Ca 2+ entry through neuronal nicotinic ACh receptors (nAChRs) modulates many biological processes in nervous tissue. In order to study the functional role of nAChRs in peripheral sensory signalling, we measured their Ca 2+ permeability in rat dorsal root ganglion (DRG) neurones, and analysed the effects of nAChR‐mediated Ca 2+ influx on the function of the vanilloid receptor TRPV1. The fractional Ca 2+ current ( P f , i.e. the percentage of current carried by Ca 2+ ions) flowing through nAChR channels was measured by Ca 2+ imaging fluorescence microscopy in combination with the patch‐clamp technique.

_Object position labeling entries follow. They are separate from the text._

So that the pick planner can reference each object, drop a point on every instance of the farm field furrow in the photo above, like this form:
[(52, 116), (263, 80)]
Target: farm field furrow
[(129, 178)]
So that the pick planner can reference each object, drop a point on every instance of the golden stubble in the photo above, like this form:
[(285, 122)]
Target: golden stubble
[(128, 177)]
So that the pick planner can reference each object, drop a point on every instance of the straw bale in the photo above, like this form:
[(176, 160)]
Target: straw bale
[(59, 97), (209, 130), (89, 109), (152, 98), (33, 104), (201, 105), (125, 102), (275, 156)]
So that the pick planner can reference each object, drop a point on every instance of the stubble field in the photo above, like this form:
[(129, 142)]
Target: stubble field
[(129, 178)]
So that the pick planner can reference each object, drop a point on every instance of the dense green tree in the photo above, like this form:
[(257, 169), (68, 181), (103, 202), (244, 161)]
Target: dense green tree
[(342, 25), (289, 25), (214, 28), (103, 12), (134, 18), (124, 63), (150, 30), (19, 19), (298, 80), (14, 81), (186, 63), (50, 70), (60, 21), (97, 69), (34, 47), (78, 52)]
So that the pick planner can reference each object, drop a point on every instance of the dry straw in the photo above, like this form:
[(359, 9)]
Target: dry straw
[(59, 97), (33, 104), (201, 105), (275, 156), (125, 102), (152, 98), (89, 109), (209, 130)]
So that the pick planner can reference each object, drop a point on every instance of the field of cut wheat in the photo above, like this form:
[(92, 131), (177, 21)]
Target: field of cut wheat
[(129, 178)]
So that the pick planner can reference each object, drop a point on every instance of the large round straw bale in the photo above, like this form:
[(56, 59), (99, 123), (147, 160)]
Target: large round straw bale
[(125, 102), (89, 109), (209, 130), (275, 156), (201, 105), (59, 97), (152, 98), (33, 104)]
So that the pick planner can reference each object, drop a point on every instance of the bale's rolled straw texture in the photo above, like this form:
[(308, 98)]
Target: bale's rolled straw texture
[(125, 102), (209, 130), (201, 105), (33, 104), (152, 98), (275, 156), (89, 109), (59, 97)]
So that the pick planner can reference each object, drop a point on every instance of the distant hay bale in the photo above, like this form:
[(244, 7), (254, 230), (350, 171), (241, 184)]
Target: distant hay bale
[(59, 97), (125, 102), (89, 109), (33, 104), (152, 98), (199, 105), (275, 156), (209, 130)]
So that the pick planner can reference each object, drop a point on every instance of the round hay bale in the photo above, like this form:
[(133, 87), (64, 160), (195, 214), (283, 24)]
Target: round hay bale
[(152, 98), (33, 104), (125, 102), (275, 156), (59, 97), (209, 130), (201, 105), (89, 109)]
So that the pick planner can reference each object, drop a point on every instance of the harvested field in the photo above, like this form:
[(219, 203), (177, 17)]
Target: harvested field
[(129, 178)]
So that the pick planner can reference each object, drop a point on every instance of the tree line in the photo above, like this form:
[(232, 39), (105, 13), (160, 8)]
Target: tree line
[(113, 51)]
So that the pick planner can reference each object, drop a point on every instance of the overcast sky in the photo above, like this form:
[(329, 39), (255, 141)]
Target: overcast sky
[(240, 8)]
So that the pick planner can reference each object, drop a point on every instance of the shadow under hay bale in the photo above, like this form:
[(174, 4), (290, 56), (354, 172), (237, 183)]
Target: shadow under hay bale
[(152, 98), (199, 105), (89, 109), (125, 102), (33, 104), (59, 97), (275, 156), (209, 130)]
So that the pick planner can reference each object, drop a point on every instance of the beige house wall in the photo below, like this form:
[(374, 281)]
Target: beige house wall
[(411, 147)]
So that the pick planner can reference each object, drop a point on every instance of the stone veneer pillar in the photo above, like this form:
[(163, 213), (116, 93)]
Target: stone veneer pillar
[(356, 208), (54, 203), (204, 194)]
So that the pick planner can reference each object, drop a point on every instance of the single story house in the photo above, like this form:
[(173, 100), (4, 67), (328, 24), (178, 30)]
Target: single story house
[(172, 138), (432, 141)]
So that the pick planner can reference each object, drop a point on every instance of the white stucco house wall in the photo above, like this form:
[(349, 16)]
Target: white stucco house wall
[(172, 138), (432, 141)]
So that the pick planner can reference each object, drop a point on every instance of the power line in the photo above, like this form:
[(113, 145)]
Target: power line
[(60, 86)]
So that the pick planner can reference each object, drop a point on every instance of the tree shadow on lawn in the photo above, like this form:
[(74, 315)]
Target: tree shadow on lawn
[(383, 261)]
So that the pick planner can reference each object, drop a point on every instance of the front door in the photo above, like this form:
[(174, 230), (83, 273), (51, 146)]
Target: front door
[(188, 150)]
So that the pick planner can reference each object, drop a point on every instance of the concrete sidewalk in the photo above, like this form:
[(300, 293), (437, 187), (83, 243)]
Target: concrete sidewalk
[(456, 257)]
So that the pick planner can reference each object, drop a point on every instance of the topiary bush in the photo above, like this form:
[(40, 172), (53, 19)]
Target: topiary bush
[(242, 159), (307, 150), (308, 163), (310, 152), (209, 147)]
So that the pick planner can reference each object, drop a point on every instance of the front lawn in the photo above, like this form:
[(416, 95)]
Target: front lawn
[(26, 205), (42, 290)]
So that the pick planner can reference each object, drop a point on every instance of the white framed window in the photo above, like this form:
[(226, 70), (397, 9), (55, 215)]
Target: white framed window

Functional nAChRs were expressed in a subset of adult DRG neurones (about 24% of the cells), typically with small to medium size as measured by their capacitance (40 ± 3 pF). In most cells, ACh evoked slowly desensitizing currents, insensitive to methyllycaconitine (MLA, 10 n m ), a potent antagonist of homomeric nAChRs. Fast decaying currents, probably mediated by α7*‐nAChRs (i.e. native α7‐containing nAChRs), were observed in 15% of ACh‐responsive cells, in which slowly decaying currents, mediated by heteromeric nAChRs, were simultaneously present. The nAChRs of adult DRG neurones exhibited a P f value of 2.2 ± 0.6% in the presence of MLA and 1.9 ± 0.6% ( P > 0.1) in the absence of MLA, indicating that homomeric MLA‐sensitive nAChRs do not contribute to Ca 2+ entry into adult DRG neurones. Conversely, 10% of neonatal DRG neurones showed ACh‐evoked currents completely blocked by MLA. In these neurones, nAChRs showed a larger P f value (9.5 ± 1.5%), indicating the expression of bona fide α7*‐nAChRs. Finally, we report that Ca 2+ influx through nAChRs in adult DRG neurones negatively modulated the TRPV1‐mediated responses, representing a possible mechanism underlying the analgesic properties of nicotinic agonists on sensory neurones.